Los venezolanos que emigran en dictadura cambian un problema insostenible por otro desconocido. No son cobardes, como algunos injustamente pretenden tildarlos; por el contrario, son valientes tratando de ayudar a quienes aman, y mientras lo hacen, cargan por dentro un país que se desangra.

El piso de Cruz-Diez, en Maiquetía, en el pasillo central del malogrado Aeropuerto Internacional Simón Bolívar, se está deteriorando no por el transcurrir del tiempo, sino por la tristeza de quienes emigran. Millones de veces, ha sido transitado por venezolanos que empacaron esperanzas, frustraciones y sueños en un par de maletas. Sobre sus danzantes colores han quedado plasmadas imágenes devastadoras de un éxodo que atormenta, familias que se deshacen en abrazos, amigos a quienes les hemos deseado la mejor de la suerte, hijos quebrados por desprenderse de sus padres, ya que presienten que por la edad, quizás los están abrazando por última vez.

Venezuela, con la diáspora que la deja huérfana, se ha convertido en una patria de emigrantes y por paradójico que suene, también en un país que transmuta hacia una enorme cárcel por lo complicado y, en algunos casos, imposible de tramitar la cédula de identidad, la partida de nacimiento y el pasaporte. Muchos escarban entre sus ancestros en un intento por encontrar a un pariente que les permita obtener el pasaporte europeo y lograr un pasaje hacia la libertad. Vivir fuera no es fácil. Tener un título universitario y hacer trabajos por debajo del nivel de preparación no es degradante, ningún trabajo lo es, pero es un desperdicio desaprovechar años de estudios, y el emigrante no tiene alternativa.

El que se va de Venezuela sabe que probablemente tendrá que trabajar en cualquier otra cosa que no sea su área. Sin embargo, existe una mayor probabilidad de lograr un salario digno en el extranjero que en la Venezuela comunista de hoy, donde sin importar esfuerzo, estudios ni experiencia, todos ganan un salario mínimo que es devorado por la hiperinflación y que equivale a 6 dólares mensuales, el más bajo de América Latina.

El que se queda en Venezuela sabe que no debe enfermarse porque no encontrará medicinas, y si las encuentra, no podrá pagarlas. Sabe también que para resolver algún problema de salud, debe peregrinar de hospital a hospital porque están dotados, sí, pero de insalubridad y carencias de medicamentos e insumos. No obstante, reconoce que cuentan con un personal médico abnegado, altruista y mal pagado.

El que se queda en Venezuela sabe que al abrir el chorro no necesariamente saldrá agua y que pueden pasar días o semanas antes de que eso ocurra. Sabe también que en cualquier momento se irá la luz por tiempo indefinido. Sin embargo, reconoce que siempre habrá algún vecino que le tenderá la mano.
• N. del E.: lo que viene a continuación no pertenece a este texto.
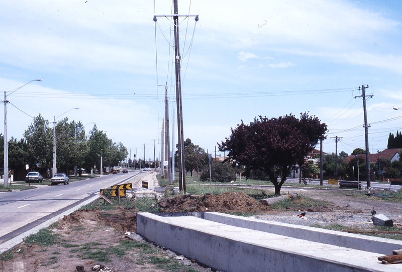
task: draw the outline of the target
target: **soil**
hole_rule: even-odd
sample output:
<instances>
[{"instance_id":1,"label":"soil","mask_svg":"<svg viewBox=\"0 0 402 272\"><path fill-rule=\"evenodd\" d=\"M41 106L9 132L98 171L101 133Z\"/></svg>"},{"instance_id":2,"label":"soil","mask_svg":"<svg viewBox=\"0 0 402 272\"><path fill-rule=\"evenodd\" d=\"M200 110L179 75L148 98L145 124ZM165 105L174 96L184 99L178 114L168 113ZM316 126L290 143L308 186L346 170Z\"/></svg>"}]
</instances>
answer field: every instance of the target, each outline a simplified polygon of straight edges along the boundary
<instances>
[{"instance_id":1,"label":"soil","mask_svg":"<svg viewBox=\"0 0 402 272\"><path fill-rule=\"evenodd\" d=\"M270 190L265 189L264 191L267 192ZM161 211L165 212L241 213L253 214L255 218L292 224L325 225L338 223L351 228L373 227L370 219L374 209L377 213L382 213L393 219L396 225L402 224L402 204L357 195L355 190L288 190L299 195L326 201L327 204L308 208L295 209L293 206L287 209L284 207L283 210L273 210L242 193L228 192L220 195L177 195L163 199L159 204ZM285 191L287 190L286 188ZM371 193L386 192L381 190ZM111 251L114 247L118 247L122 241L128 239L142 241L139 235L135 234L137 211L135 208L122 207L110 210L93 208L75 211L60 219L57 222L58 227L53 229L59 235L60 242L44 247L22 243L12 250L13 258L7 261L0 260L0 271L99 270L98 268L93 268L97 267L96 265L104 266L106 268L104 271L111 272L165 271L151 263L147 257L144 256L144 251L137 248L127 250L126 255L123 256L110 253L110 259L104 261L95 260L96 258L93 255L85 255L86 252L105 249ZM306 213L304 219L298 216L303 212ZM68 247L66 245L72 245ZM152 246L157 247L155 245ZM200 271L211 270L202 264L192 262L191 260L177 256L166 249L158 249L160 253L157 253L158 256L176 259L183 264L182 268L177 271L188 271L189 266ZM82 265L83 270L80 270L79 265Z\"/></svg>"}]
</instances>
El que se queda en Venezuela sabe que podría no poder tomar el transporte para ir al colegio, al trabajo o para regresar a casa. Sabe también que no conseguirá repuestos para su vehículo y que hará colas enormes durante horas e incluso días para llenar el tanque de la gasolina. No obstante, reconoce que siempre habrá un amigo quien lo llevará a donde necesita ir.

El que se queda en Venezuela sabe que si la oposición organiza una marcha, el gobierno ordena la contramarcha. Sabe también que será reprimida por una Guardia Nacional que levantará las armas contra su propio pueblo. Sin embargo, reconoce que quienes queremos un país libre, debemos participar en cuanta actividad programada nos permita recuperar la democracia.
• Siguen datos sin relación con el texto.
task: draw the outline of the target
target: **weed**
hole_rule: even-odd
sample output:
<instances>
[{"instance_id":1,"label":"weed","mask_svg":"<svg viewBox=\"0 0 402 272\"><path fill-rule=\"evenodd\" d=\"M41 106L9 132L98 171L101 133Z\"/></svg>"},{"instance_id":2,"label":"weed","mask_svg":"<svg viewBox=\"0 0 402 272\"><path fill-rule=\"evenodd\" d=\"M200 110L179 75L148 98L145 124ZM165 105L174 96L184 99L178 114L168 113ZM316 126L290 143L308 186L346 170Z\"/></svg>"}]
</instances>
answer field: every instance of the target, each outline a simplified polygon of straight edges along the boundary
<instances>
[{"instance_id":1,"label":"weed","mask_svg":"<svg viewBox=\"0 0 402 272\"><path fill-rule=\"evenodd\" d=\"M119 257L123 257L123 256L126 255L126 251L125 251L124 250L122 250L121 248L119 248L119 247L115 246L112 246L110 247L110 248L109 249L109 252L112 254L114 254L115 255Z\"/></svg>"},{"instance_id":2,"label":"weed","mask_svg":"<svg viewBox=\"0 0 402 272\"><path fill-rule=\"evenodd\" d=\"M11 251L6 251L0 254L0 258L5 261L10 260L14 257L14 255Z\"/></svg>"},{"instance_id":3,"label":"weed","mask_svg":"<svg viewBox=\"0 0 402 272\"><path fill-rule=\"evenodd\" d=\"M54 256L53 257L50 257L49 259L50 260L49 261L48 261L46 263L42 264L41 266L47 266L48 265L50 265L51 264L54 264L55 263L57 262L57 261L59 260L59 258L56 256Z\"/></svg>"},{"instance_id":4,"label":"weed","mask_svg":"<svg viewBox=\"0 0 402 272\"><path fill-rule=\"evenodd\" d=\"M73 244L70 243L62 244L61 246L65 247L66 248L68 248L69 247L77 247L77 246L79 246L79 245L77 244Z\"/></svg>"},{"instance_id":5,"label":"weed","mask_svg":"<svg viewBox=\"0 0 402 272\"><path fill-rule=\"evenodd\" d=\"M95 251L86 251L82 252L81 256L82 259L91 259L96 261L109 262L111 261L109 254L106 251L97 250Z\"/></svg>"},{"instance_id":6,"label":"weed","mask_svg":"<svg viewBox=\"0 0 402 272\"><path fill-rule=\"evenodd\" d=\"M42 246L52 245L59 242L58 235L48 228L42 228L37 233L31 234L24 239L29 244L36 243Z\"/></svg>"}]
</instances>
Miguel de Unamuno, académico y filósofo español, escribió: “¡Qué lo haga todo Dios!, dirá alguien, pero es que si el hombre se cruza de brazos, Dios se echa a dormir”.
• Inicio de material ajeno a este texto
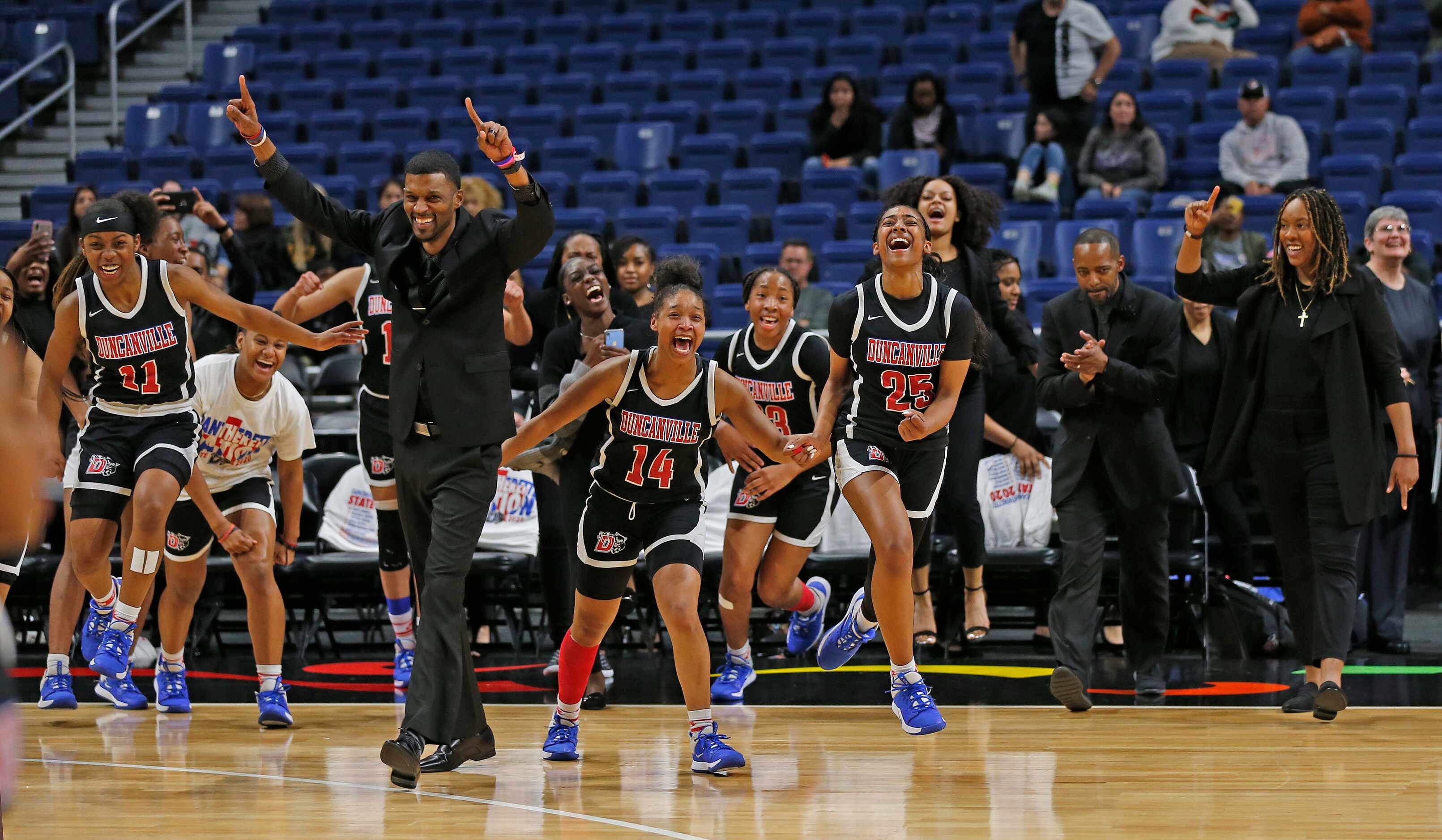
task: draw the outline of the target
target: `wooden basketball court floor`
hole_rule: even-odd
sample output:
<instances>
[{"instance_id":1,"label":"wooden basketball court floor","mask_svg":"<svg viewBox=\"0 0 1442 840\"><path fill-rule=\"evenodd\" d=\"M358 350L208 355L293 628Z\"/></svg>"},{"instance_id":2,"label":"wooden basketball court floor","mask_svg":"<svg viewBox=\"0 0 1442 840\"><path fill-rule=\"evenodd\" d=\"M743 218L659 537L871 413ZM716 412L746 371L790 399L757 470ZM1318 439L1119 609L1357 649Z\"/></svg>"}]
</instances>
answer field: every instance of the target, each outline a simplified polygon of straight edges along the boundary
<instances>
[{"instance_id":1,"label":"wooden basketball court floor","mask_svg":"<svg viewBox=\"0 0 1442 840\"><path fill-rule=\"evenodd\" d=\"M4 837L1435 837L1442 709L946 707L903 735L885 706L720 707L748 767L689 771L684 712L584 712L583 759L542 761L551 706L495 705L495 758L389 784L394 703L193 715L23 712Z\"/></svg>"}]
</instances>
La buena noticia es que Dios ya no está durmiendo porque los venezolanos no estamos con los brazos cruzados. Sigamos unidos y trabajando con fe. Las batallas perdidas fortalecen. No permitamos que los laboratorios de las redes sociales logren con mentiras y difamaciones que nos destruyamos entre nosotros. No tengamos miedo de soñar, siempre y cuando lo hagamos con los pies sobre la tierra, conscientes de que las cosas que realmente valen la pena son difíciles de alcanzar. Calculemos el siguiente paso que hay que dar para, con trabajo intenso, conseguir lo que queremos… una Venezuela libre.